For the comatose symptoms,

when the individual is strong and plethoric and when signs of a severe encephalic congestion are noticed, leeches may be applied to the mastoid processes in order to prevent the consecutive congestion.

Cold applications to the head, counterirritants to the extremities, and drastic purgatives are also useful. Bleeding is universally condemned. Chloral hydrate, in doses of two to four grams, in mucilage, is useful in combating delirium in delirious, pernicious attacks and in alcoholic patients.

When vomiting is present, effervescing drinks, champagne and ice may be given. A hypodermic of one-eighth grain of muriate of morphin often soothes the persistent vomiting that is sometimes so annoying a feature. Opium should be prescribed internally for diarrhea if it is excessive. In bilious fever ipecac and calomel are very useful, but yet the first and most prominent thing is quinin.

Do not give purgatives and laxatives first in any type of the disease.

Arsenious acid has been vaunted by some authorities as a cure for malaria.

It has very little effect, if any, upon the parasite, but is a tonic, and as such is of service in the treatment of the malarial cachexia, particularly in children.

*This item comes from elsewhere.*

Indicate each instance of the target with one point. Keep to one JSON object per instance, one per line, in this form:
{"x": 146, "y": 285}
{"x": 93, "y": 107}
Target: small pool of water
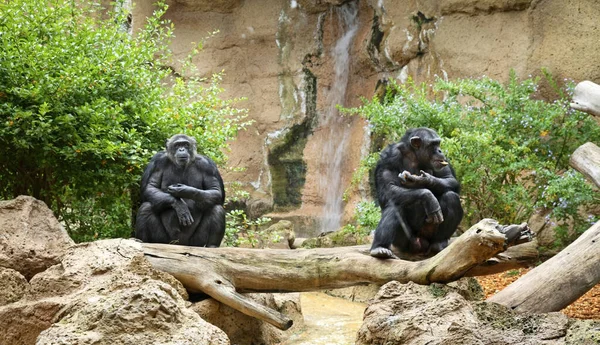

The sulfate of cinchonia is cheaper than the sulfate of quinin, but is weaker in the alkaloidal qualities, and therefore must be taken in larger doses to produce the same therapeutic effect. It has, however, greater toxic effect in doses of the same quantity, and therefore it is dangerous to exceed two grams for the daily allowance. In order to produce the same therapeutic effect as the sulfate of quinin, it must be given in double the quantities, and thus, considering its greater toxic power, it is safe to rule that it must not be prescribed.

Analgesin or antipyrin, and the allied group of coal-tar derivatives have had their advocates, but they do not cure palustral fever. They only lessen the intensity of the cephalalgia and fever. Hence they are of use in the treatment of continued palustral fever. This is only palliative treatment, and while prescrib ing this class of remedies, quinin should not be neglected. Quinin is the only real remedy, especially if the fevers are those

of hot countries, and if pernicious complications are dreaded.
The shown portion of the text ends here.